Is Facebook a Good Thing or a Bad Thing?

Forums:

is facebook a good thing or a bad thing, and is it healthy to use?

with the (unsurprising) news that facebook fumbled millions of its own customers behavioral data, which may've helped get trump elected, combined with the longstanding mental health debate surrounding social media – is something like facebook ultimately a good thing, or a bad thing?

some articles ...

Facebook's Changes Could Be Bad for Your Mental Health
https://www.psychologytoday.com/us/blog/what-mentally-strong-people-dont...

Facebook admits it poses mental health risk – but says using site more can help
https://www.theguardian.com/technology/2017/dec/15/facebook-mental-healt...

Facebook Says Social Media Isn’t Always Healthy for Democracy
https://www.bloomberg.com/news/articles/2018-01-22/facebook-says-social-...

I use it once a week. But I'm only doing the family pics thing. 

I don't know what it does to people conversing in a group like FBPZ. 

Never used facebook, myspace, friendster, etc. Big data scares the shit out of me.

It's so creepy how content is personalized now. They create a reality to confirm your bias and then sell it back to you. 

No, its not. Thanks to Facebook.

If the Justice Department on behalf of the FCC has shut down Facebook this week; Google would be up and running with a better platform with in 6 hours.

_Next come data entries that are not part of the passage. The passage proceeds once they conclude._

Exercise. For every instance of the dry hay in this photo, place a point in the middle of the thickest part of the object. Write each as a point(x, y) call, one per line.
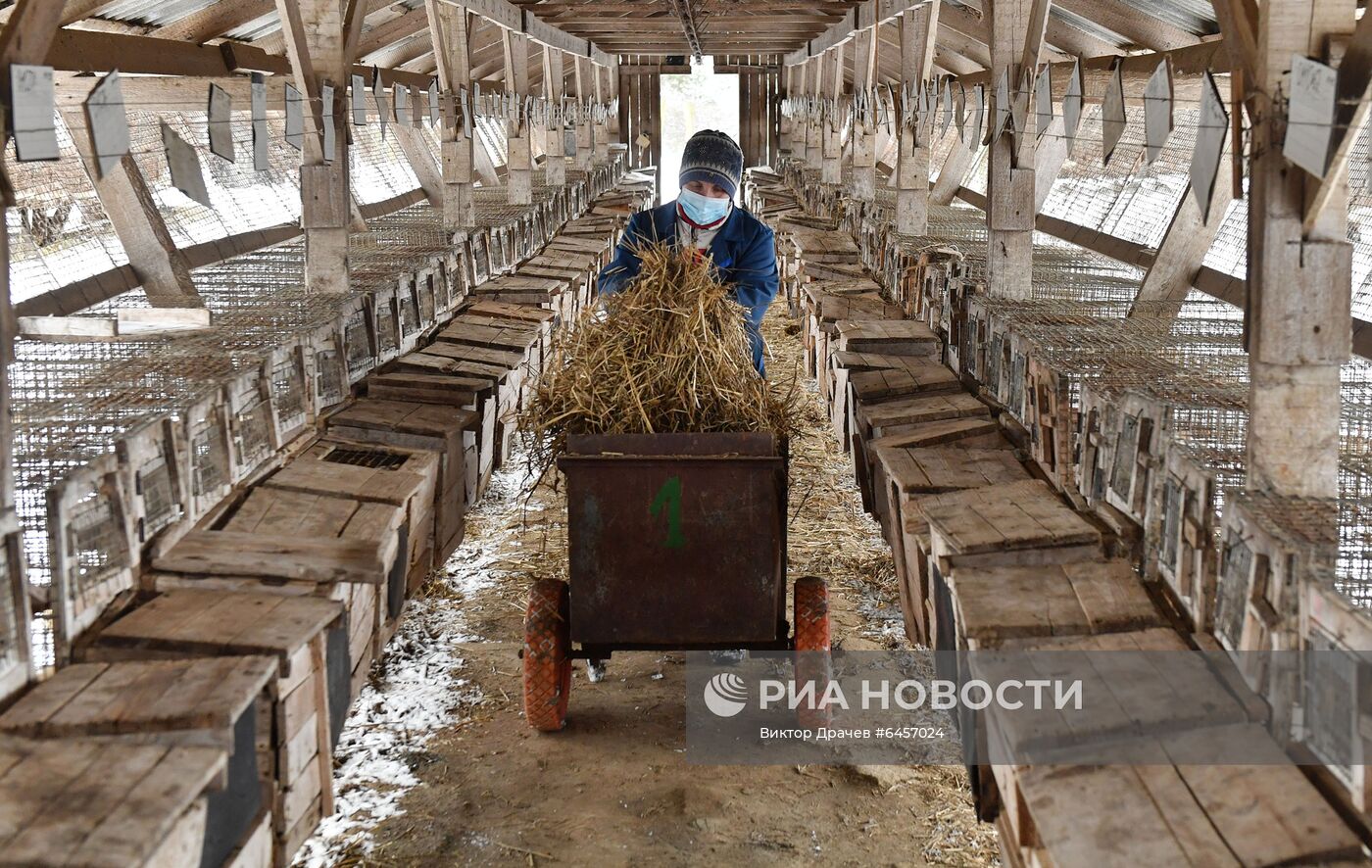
point(668, 354)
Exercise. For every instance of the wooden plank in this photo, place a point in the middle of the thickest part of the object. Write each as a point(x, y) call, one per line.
point(1017, 603)
point(229, 553)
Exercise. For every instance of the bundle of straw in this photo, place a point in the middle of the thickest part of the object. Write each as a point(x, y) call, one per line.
point(668, 354)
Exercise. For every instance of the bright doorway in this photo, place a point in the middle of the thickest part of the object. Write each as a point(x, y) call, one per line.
point(689, 105)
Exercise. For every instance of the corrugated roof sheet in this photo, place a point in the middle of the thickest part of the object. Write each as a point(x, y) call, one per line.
point(153, 13)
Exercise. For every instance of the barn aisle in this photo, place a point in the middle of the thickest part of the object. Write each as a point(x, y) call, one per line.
point(613, 789)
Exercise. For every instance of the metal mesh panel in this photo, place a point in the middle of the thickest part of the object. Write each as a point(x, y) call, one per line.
point(95, 541)
point(243, 199)
point(209, 459)
point(368, 458)
point(58, 230)
point(379, 168)
point(253, 434)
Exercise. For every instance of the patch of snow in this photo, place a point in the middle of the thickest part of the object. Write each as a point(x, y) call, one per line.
point(416, 693)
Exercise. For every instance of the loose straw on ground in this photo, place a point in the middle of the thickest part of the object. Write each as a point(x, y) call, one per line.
point(668, 354)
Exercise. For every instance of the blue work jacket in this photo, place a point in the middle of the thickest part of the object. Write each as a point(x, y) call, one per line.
point(744, 253)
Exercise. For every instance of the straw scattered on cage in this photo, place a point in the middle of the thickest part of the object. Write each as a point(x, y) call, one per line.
point(668, 354)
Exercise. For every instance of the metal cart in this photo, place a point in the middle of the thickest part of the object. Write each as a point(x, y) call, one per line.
point(675, 542)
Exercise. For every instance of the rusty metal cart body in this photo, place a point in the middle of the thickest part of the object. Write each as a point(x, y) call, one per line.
point(675, 542)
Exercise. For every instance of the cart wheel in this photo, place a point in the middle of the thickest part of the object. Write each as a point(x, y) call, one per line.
point(812, 662)
point(907, 609)
point(548, 661)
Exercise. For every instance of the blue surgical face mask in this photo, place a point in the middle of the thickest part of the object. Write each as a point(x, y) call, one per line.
point(703, 209)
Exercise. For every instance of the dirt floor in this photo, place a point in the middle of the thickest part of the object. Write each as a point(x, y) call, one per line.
point(613, 788)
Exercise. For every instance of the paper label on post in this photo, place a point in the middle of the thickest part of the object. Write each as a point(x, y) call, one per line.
point(329, 133)
point(294, 119)
point(359, 100)
point(1113, 120)
point(107, 123)
point(220, 116)
point(1156, 112)
point(1072, 103)
point(1310, 114)
point(31, 113)
point(261, 133)
point(184, 165)
point(1043, 100)
point(1211, 132)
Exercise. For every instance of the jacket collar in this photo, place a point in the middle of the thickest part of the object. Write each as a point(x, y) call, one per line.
point(664, 223)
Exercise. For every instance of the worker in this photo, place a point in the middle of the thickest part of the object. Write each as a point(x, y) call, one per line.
point(704, 218)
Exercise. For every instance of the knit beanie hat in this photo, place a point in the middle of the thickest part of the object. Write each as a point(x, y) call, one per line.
point(712, 157)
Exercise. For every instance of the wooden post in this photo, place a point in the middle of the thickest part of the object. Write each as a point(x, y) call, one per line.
point(954, 170)
point(1050, 155)
point(788, 92)
point(1299, 283)
point(450, 30)
point(601, 134)
point(1184, 247)
point(863, 133)
point(612, 93)
point(516, 125)
point(553, 89)
point(585, 129)
point(420, 158)
point(24, 38)
point(316, 44)
point(916, 59)
point(1010, 173)
point(833, 167)
point(133, 213)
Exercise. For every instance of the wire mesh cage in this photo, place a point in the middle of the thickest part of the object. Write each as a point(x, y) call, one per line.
point(89, 541)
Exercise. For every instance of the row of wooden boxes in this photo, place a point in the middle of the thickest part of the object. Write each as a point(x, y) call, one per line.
point(198, 717)
point(991, 559)
point(1161, 465)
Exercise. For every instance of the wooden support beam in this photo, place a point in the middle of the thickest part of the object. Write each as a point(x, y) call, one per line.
point(833, 160)
point(215, 20)
point(601, 127)
point(1353, 100)
point(520, 180)
point(450, 29)
point(1010, 171)
point(918, 30)
point(1239, 24)
point(1050, 155)
point(1299, 281)
point(954, 171)
point(585, 129)
point(813, 127)
point(555, 86)
point(1184, 247)
point(24, 38)
point(863, 140)
point(137, 222)
point(316, 38)
point(1132, 23)
point(420, 158)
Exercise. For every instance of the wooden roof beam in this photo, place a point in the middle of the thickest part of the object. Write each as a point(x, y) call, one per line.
point(1132, 21)
point(215, 21)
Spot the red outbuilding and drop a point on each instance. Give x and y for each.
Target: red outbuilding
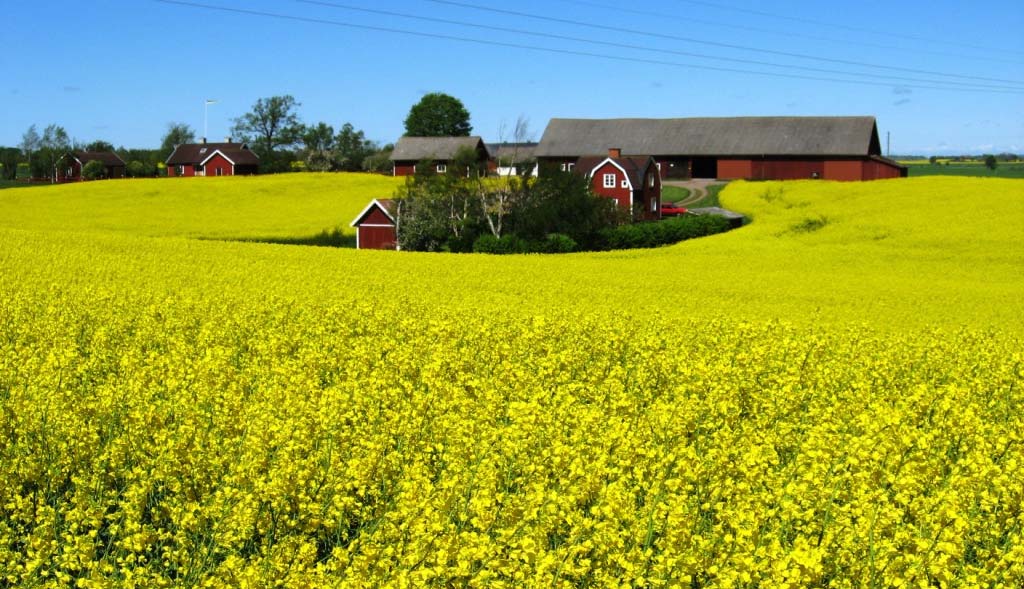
(633, 181)
(203, 159)
(375, 226)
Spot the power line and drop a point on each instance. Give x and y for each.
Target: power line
(972, 85)
(691, 19)
(716, 43)
(839, 26)
(492, 43)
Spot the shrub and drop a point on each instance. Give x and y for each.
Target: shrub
(93, 170)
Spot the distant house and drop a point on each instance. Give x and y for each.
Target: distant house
(507, 159)
(203, 159)
(632, 181)
(376, 227)
(74, 163)
(752, 148)
(410, 152)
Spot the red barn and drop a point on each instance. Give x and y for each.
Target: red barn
(227, 159)
(114, 167)
(633, 181)
(375, 226)
(752, 148)
(410, 152)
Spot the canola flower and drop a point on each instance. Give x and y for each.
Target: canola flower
(180, 413)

I trust Google of all the high-tech giants being poked this week about personal security.

fb is gay

Gay is good. 

how do facebook users feel about their personal data being exploited well-beyond the bannon/trump cambride analytica scenario?

 

'Utterly horrifying': ex-Facebook insider says covert data harvesting was routine

"Hundreds of millions of Facebook users are likely to have had their private information harvested by companies that exploited the same terms as the firm that collected data and passed it on to Cambridge Analytica, according to a new whistleblower. [...] My concerns were that all of the data that left Facebook servers to developers could not be monitored by Facebook, so we had no idea what developers were doing with the data."

https://www.theguardian.com/news/2018/mar/20/facebook-data-cambridge-ana...

 

 

Facebook, like the atomic bomb, is just another example of how the most serious problems on earth are created by the most intelligent people.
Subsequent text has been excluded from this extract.